CLSQL expects the column name to be either a quote-value or a
colon-value. Since I don't know how many columns I will have in each
of these tables, I want to take the column name argument and
concatenate it to the letter 'q' to produce column names q1, q2, q3,
etc. I need something that will go the opposite way from symbol-name.
Rather than convert 'q1 to "q1", I want to convert "q1" to 'q1.... I
think.
Any ideas? If I knew how many columns there would be, I could just
make a list as a global variable. But I don't, and one of the tables
will have over 400 columns anyway.
"Jonathon McKitrick" <···········@bigfoot.com> writes:
> Rather than convert 'q1 to "q1", I want to convert "q1" to 'q1.... I
> think.
Well, if you really do want to do this, you want INTERN. Just make
sure the casing matches what you have/expect. For your example,
assuming standard reader case, you would have
(intern "Q1") or if the strings are being computed:
(intern (string-upcase the-string))
/Jon
--
'j' - a n t h o n y at romeo/charley/november com
It appears what your package wants is a "symbol".
Now, all the code you write in Lisp is, in fact, data that can be
manipulated within Lisp. Anything within parenthesis is a list: (1 2
3). Anything within double-quotation marks is a string: "foo". Things
that begin with # have special meaning - arrays for example: #(4 5 6).
Numbers are numbers.
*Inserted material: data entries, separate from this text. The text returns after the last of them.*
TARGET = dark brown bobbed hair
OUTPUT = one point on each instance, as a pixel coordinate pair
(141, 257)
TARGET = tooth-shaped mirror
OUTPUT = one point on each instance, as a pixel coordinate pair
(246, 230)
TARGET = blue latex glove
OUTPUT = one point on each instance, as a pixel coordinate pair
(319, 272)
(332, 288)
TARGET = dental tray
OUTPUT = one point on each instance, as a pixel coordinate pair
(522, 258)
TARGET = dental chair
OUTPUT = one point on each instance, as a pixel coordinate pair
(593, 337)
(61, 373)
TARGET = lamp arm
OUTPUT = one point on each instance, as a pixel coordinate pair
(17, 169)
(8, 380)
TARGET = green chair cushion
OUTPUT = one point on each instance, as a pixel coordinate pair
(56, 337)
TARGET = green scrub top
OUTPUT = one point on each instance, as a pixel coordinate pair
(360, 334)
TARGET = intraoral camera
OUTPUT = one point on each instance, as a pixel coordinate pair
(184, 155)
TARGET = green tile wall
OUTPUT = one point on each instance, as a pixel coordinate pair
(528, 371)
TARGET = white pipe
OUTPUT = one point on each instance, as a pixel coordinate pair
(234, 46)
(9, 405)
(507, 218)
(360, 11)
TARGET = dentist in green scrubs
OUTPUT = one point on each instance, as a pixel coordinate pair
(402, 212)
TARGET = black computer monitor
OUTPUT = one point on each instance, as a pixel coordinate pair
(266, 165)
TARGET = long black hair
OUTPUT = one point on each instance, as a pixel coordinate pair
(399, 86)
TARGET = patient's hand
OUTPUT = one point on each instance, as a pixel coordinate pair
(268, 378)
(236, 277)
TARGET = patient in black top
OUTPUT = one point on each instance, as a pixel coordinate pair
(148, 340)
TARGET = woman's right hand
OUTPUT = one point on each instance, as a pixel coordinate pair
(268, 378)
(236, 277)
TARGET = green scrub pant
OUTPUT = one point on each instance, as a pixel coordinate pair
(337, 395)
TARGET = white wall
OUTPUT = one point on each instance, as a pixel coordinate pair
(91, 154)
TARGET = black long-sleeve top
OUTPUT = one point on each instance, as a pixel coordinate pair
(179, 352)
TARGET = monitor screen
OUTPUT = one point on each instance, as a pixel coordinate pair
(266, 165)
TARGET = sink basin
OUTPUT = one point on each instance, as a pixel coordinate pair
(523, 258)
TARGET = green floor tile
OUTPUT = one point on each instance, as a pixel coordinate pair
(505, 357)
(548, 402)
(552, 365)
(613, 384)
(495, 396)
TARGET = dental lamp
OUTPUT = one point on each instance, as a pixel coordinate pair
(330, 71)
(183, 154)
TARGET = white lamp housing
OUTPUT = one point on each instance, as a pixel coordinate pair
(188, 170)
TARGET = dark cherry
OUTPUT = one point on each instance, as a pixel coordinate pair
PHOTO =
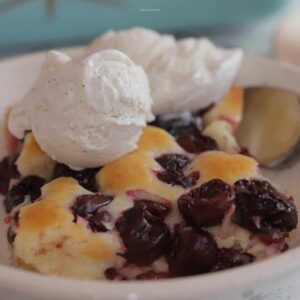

And anything that is composed of a string of
characters is a symbol.
So, let's say you do:
(defun foo (x)
(+ x 1))
What you are actually inputting to the Lisp evaluator is a list:
1. DEFUN
2. FOO
3. a list:
3.1 X
4. a list:
4.1 +
4.2 X
4.3 a number: 2
Now, the default evaluation of a list is to "apply" everything from 2->
onwards to the symbol in 1. In this case, applying 2-> onwards to
DEFUN results in a function named FOO, taking a parameter X, whose
content is a function call to +.
The default evaluation of a symbol, on the other hand, is to return the
value of the variable represented by that symbol.
The interesting part is when you use '
The quote symbol ' means "don't evaluate". So, if you do '(foo 1), FOO
doesn't get called. The entire form is simply returned without being
evaluated. In fact, when you type something like 'q0, what is returned
is actually the symbol Q0, instead of any putative variable that exists
at that point that also happens to be named Q0.
A symbol, which is used as a variable name, is just another kind of
data object in Lisp, in much the same way that a function is just
another kind of data object that you can pass around and do stuff to.
Basically, what the INTERN function does is, it inputs a string and
returns the symbol that the string represents.
Hope you understood that ;)
Of, if you don't want to pollute your package with lots of symbols, you
can use MAKE-SYMBOL. This generates uninterned symbols from strings.
(make-symbol "foo") => #:|foo|